More than just colloquial terminology, this critical vocabulary demonstrate the ways Spanish-speaking migrants are theorising key features of undocumented life in the post-1970s United States. They tell of the human impacts of the strangling of circular migration and domestic immobility, the strain on migrant bonds through forced separations, and the physical injuries inflicted on their bodies in spaces of confinement. These terms signal the production of an embodied knowledge about the migrant experience often expressed in testimonies. Their frequent use and broad circulation signal the consistency and systemic nature of these experiences as features of undocumented life and situate migrants as critical social analysts of the migratory experience.
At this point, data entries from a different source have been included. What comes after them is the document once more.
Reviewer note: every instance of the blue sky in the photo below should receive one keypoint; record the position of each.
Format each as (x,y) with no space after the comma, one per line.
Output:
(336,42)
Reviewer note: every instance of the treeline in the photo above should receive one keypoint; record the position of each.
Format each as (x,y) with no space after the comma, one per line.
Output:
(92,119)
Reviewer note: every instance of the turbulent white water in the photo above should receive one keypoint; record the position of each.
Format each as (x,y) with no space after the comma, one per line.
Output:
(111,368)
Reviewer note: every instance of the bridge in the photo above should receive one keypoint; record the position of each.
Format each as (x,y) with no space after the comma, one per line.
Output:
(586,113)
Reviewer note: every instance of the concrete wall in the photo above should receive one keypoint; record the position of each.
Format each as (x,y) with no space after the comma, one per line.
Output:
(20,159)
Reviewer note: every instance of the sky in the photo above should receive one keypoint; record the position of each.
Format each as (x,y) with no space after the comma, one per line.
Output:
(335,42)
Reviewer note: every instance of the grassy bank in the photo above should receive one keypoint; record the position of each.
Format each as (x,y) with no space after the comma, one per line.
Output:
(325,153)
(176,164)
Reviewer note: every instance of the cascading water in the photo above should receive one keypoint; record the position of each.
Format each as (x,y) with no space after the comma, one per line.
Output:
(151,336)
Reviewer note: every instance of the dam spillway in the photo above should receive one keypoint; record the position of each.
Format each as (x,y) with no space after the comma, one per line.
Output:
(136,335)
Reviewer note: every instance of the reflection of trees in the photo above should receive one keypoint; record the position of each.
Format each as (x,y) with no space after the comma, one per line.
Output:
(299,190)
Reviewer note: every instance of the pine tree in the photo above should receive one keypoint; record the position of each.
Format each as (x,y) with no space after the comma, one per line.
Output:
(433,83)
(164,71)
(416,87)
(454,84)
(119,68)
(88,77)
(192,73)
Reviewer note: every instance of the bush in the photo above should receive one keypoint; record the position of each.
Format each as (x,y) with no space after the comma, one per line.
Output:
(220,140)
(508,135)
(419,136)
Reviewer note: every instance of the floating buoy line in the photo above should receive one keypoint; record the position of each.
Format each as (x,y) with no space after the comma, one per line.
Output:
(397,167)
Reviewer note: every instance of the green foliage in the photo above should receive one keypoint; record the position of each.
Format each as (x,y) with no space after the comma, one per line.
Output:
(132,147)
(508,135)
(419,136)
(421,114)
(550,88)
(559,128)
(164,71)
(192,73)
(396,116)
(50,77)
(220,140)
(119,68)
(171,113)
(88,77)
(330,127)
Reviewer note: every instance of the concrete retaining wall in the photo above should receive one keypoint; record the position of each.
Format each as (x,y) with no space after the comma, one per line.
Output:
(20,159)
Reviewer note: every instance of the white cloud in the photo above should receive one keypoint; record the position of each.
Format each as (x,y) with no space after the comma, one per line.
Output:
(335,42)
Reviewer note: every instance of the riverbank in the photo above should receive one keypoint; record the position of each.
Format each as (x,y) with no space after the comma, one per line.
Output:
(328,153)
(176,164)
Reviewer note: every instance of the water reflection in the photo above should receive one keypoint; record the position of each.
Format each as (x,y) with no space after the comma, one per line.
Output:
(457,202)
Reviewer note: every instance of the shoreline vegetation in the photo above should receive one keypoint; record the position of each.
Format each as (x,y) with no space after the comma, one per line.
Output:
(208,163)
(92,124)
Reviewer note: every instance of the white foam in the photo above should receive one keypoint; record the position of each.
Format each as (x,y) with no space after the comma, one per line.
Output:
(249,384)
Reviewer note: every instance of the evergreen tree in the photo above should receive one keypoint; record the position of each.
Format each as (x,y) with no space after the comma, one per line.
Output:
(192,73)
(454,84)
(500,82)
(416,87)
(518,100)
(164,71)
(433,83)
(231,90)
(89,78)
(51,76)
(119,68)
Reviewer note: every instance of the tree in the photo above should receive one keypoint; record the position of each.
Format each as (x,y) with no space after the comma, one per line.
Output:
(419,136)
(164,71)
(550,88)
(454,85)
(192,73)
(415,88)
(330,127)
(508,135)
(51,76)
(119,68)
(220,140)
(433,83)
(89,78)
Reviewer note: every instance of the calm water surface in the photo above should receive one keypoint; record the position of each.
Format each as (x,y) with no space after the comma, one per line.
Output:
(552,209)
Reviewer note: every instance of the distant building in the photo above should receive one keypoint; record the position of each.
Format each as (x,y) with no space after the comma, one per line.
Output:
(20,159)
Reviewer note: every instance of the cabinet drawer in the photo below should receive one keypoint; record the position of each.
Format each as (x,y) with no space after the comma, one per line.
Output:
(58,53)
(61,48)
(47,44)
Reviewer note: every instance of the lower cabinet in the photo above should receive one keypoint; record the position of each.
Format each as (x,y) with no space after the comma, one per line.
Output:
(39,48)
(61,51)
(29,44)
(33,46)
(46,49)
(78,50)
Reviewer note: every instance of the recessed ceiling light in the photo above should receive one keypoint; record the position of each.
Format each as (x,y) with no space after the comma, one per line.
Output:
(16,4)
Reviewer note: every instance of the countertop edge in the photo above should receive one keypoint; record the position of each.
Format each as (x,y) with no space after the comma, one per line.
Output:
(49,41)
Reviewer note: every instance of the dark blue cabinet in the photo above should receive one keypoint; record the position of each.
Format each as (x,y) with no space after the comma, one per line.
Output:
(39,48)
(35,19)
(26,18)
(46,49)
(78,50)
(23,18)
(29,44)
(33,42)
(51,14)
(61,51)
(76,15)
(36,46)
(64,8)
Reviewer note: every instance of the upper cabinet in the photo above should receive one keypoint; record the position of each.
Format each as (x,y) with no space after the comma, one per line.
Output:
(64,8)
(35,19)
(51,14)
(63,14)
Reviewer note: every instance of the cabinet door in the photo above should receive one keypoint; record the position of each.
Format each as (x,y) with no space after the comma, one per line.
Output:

Damián Vergara Bracamontes is an assistant professor in the Gender and Women’s Studies Department at the University of Illinois, Urbana-Champaign. Vergara Bracamontes is a scholar of Latinx migration studies, critical prison studies, and queer of colour critique, with a focus on the social life of the law. His current project, ‘The Administration of Illegality and Mexican Migrant Life’, traces the formation and consolidation of illegality in a new phase of prolonged social exclusion and control.